Следует отметить, что русские люди вступали в то время, как и раньше, в торговые сношения с евреями и вне пределов России. Приезжая в Польшу и Литву с торговыми целями, русские люди не обходились без услуг евреев[230].

И в Риге русские вступали в торговые сношения с евреями, приезжавшими из Польши. В Риге существовало особое еврейское подворье, и оно, согласно правилам, изданным в 1666 г., служило также складочным местом для водки, привозимой как евреями, так и русскими; из этого делают заключение, что торговля водкою была сосредоточена в руках евреев, покупавших ее у приезжих русских[231].

Каково бы, однако, ни было отношение московского правительства к евреям, как к иноземным купцам, в середине XVII в. в Москве, а может быть и в других городах, появляется оседлое еврейское население. Этому содействовали войны с Польшей[232]. Во время украинского восстания, когда русские войска вторглись в Белоруссию и Литву, они брали города с еврейским населением. Порою евреи разделяли общую участь сограждан. Так, витебские евреи наряду с мещанами были лишены своего имущества[233].

Однако на долю евреев выпадала также особенно тяжелая судьба. По взятии Могилева (1654 г.) евреям было запрещено жить в городе[234]; когда же в следующем году русский военачальник Поклонский узнал, что евреи остались на своих местах в Могилеве, он велел евреям покинуть город, гарантировав им безопасность, но затем евреи были изменнически умерщвлены и тут же зарыты; остальные евреи, не успевшие выйти из города, узнав о гибели своих братьев, согласились креститься, чтобы спасти себя от смерти; впоследствии они большею частью вернулись в лоно иудейства[235]. Из завоеванной Вильны (1658 г.), ввиду ходатайства местных должностных лиц, помещиков и мещан о сохранении за гражданами их прав, евреи были удалены «на житье за город».

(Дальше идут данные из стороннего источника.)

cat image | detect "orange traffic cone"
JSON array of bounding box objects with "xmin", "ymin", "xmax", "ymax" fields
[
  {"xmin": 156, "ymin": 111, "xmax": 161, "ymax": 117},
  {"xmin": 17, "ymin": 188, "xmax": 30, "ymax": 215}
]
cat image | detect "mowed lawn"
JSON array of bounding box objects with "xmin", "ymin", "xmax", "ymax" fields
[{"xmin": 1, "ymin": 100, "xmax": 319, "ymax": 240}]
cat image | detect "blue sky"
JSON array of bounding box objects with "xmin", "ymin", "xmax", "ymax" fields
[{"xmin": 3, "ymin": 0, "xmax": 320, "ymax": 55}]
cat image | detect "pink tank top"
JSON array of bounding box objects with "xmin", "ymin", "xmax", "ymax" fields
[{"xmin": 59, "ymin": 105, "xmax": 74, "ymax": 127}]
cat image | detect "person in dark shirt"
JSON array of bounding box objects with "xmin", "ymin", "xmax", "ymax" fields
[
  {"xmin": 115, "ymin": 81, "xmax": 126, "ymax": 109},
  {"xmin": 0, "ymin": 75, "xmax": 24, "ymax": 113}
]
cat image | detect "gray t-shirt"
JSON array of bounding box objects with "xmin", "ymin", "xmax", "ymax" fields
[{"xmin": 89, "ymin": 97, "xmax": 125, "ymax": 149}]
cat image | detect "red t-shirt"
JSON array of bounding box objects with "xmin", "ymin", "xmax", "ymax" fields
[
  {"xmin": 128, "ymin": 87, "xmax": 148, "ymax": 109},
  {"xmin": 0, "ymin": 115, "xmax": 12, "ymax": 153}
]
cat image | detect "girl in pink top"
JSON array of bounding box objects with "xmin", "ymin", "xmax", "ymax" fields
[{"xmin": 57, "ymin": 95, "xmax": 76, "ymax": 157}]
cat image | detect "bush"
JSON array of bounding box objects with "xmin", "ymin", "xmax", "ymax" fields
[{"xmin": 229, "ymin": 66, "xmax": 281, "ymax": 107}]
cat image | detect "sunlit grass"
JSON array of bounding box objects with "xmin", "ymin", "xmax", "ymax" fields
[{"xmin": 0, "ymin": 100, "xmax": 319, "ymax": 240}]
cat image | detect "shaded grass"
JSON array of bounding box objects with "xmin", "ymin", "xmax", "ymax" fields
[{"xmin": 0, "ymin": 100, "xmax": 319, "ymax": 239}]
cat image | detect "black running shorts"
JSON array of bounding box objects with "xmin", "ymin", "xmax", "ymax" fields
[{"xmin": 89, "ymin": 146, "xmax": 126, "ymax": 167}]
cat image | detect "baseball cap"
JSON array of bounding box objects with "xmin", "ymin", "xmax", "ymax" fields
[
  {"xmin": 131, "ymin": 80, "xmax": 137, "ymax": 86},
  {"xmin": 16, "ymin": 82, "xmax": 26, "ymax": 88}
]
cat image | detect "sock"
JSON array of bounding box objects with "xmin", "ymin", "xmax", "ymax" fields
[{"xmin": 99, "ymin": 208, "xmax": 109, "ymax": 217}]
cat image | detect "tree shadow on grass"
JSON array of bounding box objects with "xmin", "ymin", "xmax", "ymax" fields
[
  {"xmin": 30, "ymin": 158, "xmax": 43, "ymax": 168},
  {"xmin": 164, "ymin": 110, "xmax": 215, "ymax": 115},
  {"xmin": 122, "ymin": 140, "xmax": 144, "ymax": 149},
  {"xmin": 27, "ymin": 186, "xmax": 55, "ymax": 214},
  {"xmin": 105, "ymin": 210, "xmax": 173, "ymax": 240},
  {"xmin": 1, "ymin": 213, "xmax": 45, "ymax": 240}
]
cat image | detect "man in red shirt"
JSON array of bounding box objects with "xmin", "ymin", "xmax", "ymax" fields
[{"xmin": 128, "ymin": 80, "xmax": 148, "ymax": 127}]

Евреи испытали общую судьбу завоеванного края и в другом отношении — подобно прочим жителям, многие евреи, мужчины и женщины, взрослые и дети, были отправлены в Россию в качестве военнопленных, а иные, захваченные отдельными офицерами и солдатами, были обращены в крепостное состояние. Повторилось в больших размерах то, что произошло в тридцатых годах.